Em outubro de 2018, o então candidato a presidente Jair Bolsonaro disse que, se fosse eleito, proporia “o fim do instituto da reeleição, e no caso começa comigo”. Em março passado, o já presidente Bolsonaro anunciou solenemente: “Pretendo não participar no primeiro turno de qualquer candidatura entre os quase 6 mil municípios do Brasil”.
O que o presidente Bolsonaro diz, como se vê, não se escreve. A reeleição, o presidente busca desde que tomou posse. Já a disposição de ficar fora da campanha para as eleições municipais durou somente o tempo suficiente para que Bolsonaro fizesse os cálculos dos ganhos e prejuízos resultantes de sua presença nos palanques – sempre tendo em perspectiva, exclusivamente, sua própria reeleição.
Bolsonaro deve ter chegado à conclusão, um tanto óbvia, de que seria bom para seus propósitos ter um aliado na prefeitura do maior colégio eleitoral do País, São Paulo.
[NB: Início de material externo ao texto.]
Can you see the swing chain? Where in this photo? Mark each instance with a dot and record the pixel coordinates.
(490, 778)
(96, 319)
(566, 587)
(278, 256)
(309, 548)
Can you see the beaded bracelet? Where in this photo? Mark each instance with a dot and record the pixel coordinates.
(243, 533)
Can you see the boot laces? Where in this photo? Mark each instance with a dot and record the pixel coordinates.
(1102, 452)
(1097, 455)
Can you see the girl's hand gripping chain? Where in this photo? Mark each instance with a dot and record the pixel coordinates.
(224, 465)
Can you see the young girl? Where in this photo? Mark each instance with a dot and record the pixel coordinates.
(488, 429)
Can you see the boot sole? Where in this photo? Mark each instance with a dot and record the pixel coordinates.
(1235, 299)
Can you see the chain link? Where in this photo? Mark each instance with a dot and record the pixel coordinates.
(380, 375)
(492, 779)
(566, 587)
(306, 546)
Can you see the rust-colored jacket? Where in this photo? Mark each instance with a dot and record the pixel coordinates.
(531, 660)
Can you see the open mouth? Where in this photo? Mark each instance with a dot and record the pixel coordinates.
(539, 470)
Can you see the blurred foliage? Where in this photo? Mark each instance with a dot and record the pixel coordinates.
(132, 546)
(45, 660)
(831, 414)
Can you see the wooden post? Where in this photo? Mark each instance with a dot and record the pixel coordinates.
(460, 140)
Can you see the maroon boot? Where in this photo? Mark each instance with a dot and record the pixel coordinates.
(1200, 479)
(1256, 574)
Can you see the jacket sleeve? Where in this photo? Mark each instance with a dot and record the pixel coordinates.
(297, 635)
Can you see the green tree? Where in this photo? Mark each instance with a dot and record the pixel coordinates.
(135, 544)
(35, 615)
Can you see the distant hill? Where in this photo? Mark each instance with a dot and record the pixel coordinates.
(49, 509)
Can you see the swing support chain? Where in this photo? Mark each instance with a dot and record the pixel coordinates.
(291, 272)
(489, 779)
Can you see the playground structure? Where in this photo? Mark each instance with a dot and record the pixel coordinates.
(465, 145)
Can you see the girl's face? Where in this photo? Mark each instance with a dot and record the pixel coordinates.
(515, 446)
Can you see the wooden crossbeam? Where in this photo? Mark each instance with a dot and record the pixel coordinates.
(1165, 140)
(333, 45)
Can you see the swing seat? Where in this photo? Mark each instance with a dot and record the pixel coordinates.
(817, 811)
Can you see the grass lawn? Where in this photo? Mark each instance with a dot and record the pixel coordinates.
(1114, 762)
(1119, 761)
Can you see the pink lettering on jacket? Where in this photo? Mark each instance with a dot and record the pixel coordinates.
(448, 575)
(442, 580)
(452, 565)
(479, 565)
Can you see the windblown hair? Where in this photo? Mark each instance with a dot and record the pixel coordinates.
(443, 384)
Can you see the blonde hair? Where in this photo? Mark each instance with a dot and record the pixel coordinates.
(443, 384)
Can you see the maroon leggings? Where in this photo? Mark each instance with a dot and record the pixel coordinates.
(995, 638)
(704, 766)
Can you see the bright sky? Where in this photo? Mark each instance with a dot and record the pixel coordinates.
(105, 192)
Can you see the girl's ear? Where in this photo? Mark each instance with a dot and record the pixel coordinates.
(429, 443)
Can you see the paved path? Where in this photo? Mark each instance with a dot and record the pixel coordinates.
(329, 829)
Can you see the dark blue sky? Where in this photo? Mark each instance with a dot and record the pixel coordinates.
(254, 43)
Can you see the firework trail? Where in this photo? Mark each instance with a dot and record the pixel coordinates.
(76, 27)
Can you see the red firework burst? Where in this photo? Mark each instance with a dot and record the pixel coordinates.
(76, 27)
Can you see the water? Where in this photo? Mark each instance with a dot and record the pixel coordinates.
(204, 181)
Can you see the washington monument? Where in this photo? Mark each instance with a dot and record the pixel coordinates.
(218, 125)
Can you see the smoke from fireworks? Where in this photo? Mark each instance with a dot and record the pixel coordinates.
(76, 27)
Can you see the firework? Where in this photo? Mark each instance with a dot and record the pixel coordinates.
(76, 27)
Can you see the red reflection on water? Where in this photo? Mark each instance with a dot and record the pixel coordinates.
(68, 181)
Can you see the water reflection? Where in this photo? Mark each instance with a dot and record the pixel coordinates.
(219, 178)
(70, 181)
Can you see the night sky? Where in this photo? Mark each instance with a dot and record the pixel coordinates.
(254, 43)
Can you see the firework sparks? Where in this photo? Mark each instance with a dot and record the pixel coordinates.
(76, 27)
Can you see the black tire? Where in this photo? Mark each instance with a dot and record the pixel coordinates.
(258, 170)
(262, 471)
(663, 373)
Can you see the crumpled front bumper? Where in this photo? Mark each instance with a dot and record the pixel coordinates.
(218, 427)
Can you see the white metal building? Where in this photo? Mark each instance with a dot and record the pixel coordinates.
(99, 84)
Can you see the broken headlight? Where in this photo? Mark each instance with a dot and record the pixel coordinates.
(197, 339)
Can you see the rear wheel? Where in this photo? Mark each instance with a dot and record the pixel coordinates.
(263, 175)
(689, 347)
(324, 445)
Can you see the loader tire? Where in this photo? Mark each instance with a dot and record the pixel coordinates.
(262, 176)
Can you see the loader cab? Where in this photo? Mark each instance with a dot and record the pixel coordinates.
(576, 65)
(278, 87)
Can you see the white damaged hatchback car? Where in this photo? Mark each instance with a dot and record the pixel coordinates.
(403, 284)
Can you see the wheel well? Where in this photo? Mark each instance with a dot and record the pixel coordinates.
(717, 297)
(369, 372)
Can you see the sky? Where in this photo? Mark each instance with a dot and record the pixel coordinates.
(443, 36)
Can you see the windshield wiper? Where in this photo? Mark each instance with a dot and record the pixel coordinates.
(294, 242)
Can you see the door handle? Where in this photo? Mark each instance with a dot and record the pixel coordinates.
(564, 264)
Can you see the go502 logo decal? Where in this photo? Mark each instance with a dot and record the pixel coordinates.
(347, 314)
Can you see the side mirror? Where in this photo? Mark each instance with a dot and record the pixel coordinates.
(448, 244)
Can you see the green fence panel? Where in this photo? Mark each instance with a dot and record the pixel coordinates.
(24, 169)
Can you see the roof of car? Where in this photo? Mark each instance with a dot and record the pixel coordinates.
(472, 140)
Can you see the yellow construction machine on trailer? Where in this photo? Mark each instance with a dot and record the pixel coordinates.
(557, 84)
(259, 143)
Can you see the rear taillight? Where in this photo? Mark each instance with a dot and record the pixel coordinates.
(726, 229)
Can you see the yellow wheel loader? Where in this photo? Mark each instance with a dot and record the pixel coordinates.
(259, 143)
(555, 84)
De quebra, deve ter imaginado que a derrota do PSDB na capital paulista para seu candidato, Celso Russomanno, seria um duro revés para o governador tucano João Doria, possível adversário na eleição presidencial de 2022.
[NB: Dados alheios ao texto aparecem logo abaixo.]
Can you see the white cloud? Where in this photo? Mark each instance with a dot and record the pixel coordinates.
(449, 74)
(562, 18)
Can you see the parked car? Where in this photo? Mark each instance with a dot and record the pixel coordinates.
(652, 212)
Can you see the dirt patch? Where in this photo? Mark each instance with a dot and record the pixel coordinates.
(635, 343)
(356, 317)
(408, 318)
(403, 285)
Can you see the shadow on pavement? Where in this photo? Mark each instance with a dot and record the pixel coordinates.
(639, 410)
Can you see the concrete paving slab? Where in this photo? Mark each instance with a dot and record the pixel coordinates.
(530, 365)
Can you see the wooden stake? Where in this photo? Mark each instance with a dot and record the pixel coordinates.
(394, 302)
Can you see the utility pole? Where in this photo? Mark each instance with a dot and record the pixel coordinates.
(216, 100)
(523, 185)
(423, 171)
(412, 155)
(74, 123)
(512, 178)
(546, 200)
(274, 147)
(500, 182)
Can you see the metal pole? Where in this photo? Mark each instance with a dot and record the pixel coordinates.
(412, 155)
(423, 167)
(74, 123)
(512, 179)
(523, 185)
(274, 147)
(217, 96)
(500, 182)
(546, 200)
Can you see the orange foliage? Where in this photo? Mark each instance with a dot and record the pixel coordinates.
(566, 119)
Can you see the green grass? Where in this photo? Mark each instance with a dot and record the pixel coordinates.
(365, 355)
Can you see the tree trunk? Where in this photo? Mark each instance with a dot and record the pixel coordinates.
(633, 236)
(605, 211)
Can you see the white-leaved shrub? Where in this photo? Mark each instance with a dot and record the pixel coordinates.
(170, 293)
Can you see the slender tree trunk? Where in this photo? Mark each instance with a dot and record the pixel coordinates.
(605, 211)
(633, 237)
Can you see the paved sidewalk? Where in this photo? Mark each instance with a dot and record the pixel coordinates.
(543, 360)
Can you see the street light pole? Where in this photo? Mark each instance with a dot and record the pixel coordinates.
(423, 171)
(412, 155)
Seja como for, o fato é que, por iniciativa de Bolsonaro, a campanha à Prefeitura de São Paulo, iniciada oficialmente no domingo passado, está “nacionalizada”, isto é, atrelada à eleição presidencial de 2022. Mobilizados pelas redes sociais, muitos eleitores agora irão às urnas para votar numa espécie de plebiscito informal sobre o governo Bolsonaro, e não no candidato que consideram mais bem preparado para administrar sua cidade e enfrentar seus grandes desafios.
É difícil saber, por exemplo, o que a inadequação e o péssimo estado de conservação das calçadas de São Paulo, como mostrado em recente reportagem do Estado, têm a ver com os projetos pessoais do sr. Bolsonaro. Transporte público, planejamento urbano, serviços, saúde e educação são as reais prioridades dos paulistanos, enquanto a prioridade do presidente é continuar no poder e enfraquecer supostos adversários.
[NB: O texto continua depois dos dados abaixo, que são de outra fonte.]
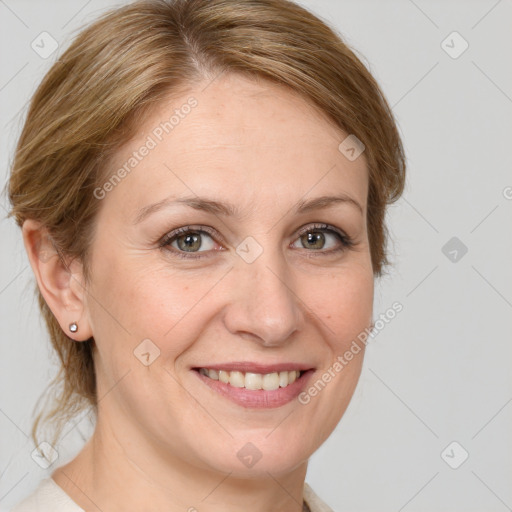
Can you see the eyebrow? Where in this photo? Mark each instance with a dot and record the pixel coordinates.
(229, 210)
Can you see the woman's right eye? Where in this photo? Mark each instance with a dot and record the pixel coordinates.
(186, 242)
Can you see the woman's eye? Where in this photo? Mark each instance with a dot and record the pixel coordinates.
(322, 239)
(190, 241)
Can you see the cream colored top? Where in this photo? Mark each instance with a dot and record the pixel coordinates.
(50, 497)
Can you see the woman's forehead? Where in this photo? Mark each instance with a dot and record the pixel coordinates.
(241, 137)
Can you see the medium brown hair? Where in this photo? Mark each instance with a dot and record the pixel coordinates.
(95, 95)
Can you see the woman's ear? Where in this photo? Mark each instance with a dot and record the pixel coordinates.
(61, 283)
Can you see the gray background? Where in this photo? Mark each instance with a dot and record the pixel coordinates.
(441, 370)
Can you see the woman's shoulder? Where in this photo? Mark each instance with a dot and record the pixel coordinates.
(47, 497)
(314, 503)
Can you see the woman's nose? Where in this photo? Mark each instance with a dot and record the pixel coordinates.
(263, 303)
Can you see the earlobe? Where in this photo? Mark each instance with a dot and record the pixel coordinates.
(59, 281)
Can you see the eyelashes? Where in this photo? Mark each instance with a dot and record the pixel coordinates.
(181, 242)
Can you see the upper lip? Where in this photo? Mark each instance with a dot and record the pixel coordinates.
(244, 366)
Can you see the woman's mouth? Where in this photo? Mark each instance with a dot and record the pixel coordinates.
(257, 390)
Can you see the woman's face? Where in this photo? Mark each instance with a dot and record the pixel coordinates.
(254, 283)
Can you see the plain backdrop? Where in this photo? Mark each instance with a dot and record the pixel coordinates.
(440, 372)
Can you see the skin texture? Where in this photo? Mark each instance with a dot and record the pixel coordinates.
(164, 440)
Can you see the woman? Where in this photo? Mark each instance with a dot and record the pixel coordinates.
(201, 187)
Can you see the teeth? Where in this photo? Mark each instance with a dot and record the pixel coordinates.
(253, 381)
(237, 379)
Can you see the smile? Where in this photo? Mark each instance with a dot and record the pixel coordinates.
(253, 381)
(255, 386)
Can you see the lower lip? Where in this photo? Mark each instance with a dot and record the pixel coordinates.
(260, 398)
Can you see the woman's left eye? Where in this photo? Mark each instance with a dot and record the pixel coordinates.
(186, 242)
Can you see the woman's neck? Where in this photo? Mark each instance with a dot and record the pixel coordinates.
(110, 474)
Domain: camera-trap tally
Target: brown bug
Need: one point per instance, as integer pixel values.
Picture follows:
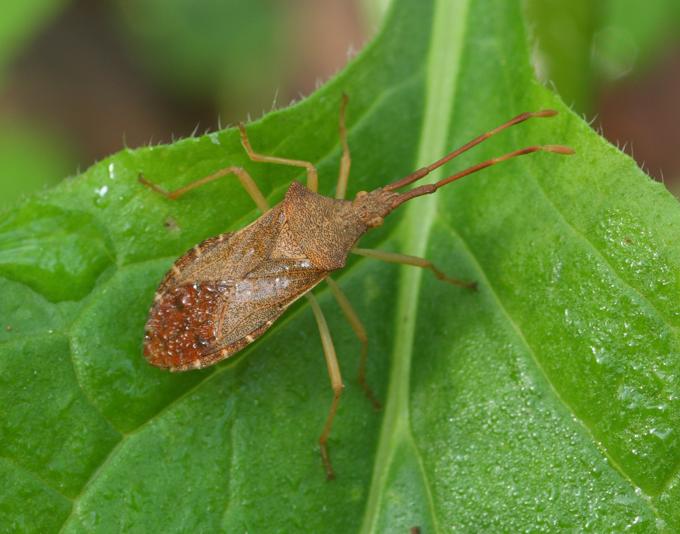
(227, 291)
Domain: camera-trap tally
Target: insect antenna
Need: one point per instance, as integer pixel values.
(424, 171)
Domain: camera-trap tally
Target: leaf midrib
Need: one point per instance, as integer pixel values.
(443, 67)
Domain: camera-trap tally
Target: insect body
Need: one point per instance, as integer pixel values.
(227, 291)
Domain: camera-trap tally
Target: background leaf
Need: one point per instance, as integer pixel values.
(548, 399)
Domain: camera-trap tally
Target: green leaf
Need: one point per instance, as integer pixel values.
(549, 399)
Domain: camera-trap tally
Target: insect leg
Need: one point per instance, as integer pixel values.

Os eleitores de São Paulo, como os de todo o País, terão a chance de opinar sobre a qualidade do governo de Bolsonaro quando chegar a eleição de 2022. A antecipação da campanha só interessa a Bolsonaro, que não tem o que mostrar como governante, já provou sua rematada inaptidão para o cargo e trata tudo o que acontece no País como parte de uma disputa eleitoral imaginária.
Bolsonaro está confortável para escolher seus palanques nas eleições municipais. Sem compromissos partidários – está sem legenda, e a que tenta criar não sai do papel, apesar da fanfarra de seu lançamento –, o presidente não precisa se preocupar com questões que considera menores, como programas de governo e propostas para as cidades. Sua única demanda é que os candidatos a quem ele der apoio representem bem o bolsonarismo.
E nada representa melhor o bolsonarismo do que a candidatura de Walderice Santos da Conceição à Câmara dos Vereadores de Angra dos Reis (RJ). Conhecida como “Wal do Açaí”, Walderice trabalhava em 2018 vendendo açaí em Angra quando deveria estar dando expediente em Brasília no gabinete do então deputado Jair Bolsonaro, do qual era contratada como “assessora parlamentar”.
Desde que o caso se tornou público, “Wal do Açaí” é investigada pela Procuradoria do Distrito Federal sob suspeita de ser, ora vejam, funcionária fantasma de Bolsonaro. Para a família do presidente, isso não tem a menor importância. O senador Flávio Bolsonaro, ele mesmo enrolado em escândalo envolvendo funcionários fantasmas e rachadinhas, gravou um vídeo apoiando a candidatura de Walderice, “uma pessoa dedicada, trabalhadora, que a exemplo de várias pessoas que estão no entorno do presidente Bolsonaro levam pedrada porque são pessoas honestas e corretas e que só querem fazer o bem ao próximo”.
Na cédula, é claro, Walderice se apresentará ao eleitor como “Wal Bolsonaro”, sob as bênçãos entusiasmadas do próprio. Afinal, o que poderia retratar melhor a degradação da política promovida com tanta paixão pelo presidente e seus filhos?